OnĀ April 3, 1973, Martin Cooper stood on a sidewalk on Sixth Avenue in Manhattan with a device the size of a brick and made the first public call from a cell phone to one of the men he’d been competing with to develop the device
Joel Engel, the head of AT&T-owned Bell Labs, answered the phone and heard Cooper, a Motorola engineer at the time, say, “I’m calling you on a cell phone, but a real cell phone, a personal, handheld, portable cell phone.”
Although the ordinary consumer wouldn’t have access to cell phones for another ten years, anyone passing Cooper on the street that day could have witnessed history being made.
Since that initial call fifty years ago, a variety of thinner, speedier phones has evolved to replace Cooper’s big one. These phones are now commonplace and are changing industries, culture, and how we interact with one another and ourselves.

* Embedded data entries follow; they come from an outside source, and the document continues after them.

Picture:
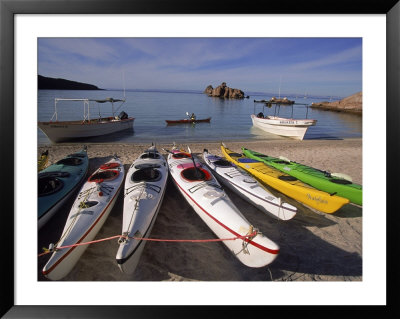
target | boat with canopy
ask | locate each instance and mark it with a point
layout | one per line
(59, 131)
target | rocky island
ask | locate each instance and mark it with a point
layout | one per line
(350, 104)
(224, 91)
(46, 83)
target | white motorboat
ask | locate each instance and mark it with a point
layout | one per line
(293, 128)
(59, 131)
(145, 186)
(87, 215)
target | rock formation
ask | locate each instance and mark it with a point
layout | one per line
(350, 104)
(224, 91)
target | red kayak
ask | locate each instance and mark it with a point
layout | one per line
(183, 121)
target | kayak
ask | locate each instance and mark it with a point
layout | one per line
(42, 161)
(184, 121)
(57, 183)
(206, 196)
(91, 208)
(247, 187)
(318, 179)
(144, 190)
(287, 184)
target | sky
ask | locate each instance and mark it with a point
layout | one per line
(311, 66)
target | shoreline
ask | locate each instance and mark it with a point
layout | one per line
(314, 246)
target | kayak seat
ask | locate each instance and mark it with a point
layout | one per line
(287, 178)
(147, 165)
(181, 155)
(247, 160)
(78, 155)
(88, 204)
(70, 161)
(191, 174)
(54, 174)
(235, 155)
(148, 174)
(150, 155)
(48, 185)
(222, 163)
(340, 181)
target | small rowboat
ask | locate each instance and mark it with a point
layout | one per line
(206, 196)
(186, 121)
(332, 183)
(87, 215)
(248, 187)
(145, 186)
(286, 184)
(57, 183)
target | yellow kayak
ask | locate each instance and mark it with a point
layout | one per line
(42, 161)
(286, 184)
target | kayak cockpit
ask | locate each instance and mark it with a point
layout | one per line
(192, 174)
(70, 161)
(146, 173)
(48, 185)
(101, 176)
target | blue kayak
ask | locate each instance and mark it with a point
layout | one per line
(57, 182)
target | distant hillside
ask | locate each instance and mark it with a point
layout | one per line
(45, 83)
(350, 104)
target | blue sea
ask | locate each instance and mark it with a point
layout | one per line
(230, 119)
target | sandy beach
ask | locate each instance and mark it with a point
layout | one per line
(314, 246)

While the scope and influence of mobile phones may have surprised some, Cooper claimed that it was inevitable that they would one day be seen as necessities for most of humanity.

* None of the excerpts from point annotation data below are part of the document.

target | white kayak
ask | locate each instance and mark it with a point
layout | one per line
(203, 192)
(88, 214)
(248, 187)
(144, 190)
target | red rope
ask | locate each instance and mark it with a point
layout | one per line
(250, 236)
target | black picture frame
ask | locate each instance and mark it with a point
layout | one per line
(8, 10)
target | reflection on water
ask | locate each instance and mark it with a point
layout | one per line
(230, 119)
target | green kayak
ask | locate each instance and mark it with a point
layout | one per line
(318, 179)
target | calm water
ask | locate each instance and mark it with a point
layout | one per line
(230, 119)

Cooper, now 94, told CNN, “I was not surprised that everyone has a cell phone. “Back then, we used to say to the myth that you would one day be given a phone number when you were born. You would perish if you didn’t answer the phone.
But, looking back on the last 50 years, Cooper mainly approves of the direction the phone has led us. He loves using his Apple Watch to measure his swimming activity and connect his hearing aids to his phone. He is an iPhone user himself (and previously a Samsung user). Cooper also stated that he thinks society as a whole will benefit from the progress of technology.
“I’m a realist. I am aware of the drawbacks of using a cell phone. Others become addicted to it. We have people walking across the street talking on their cell phones,” said Cooper. “Overall, I think the cell phone has changed humanity for the better, which will continue in the future.”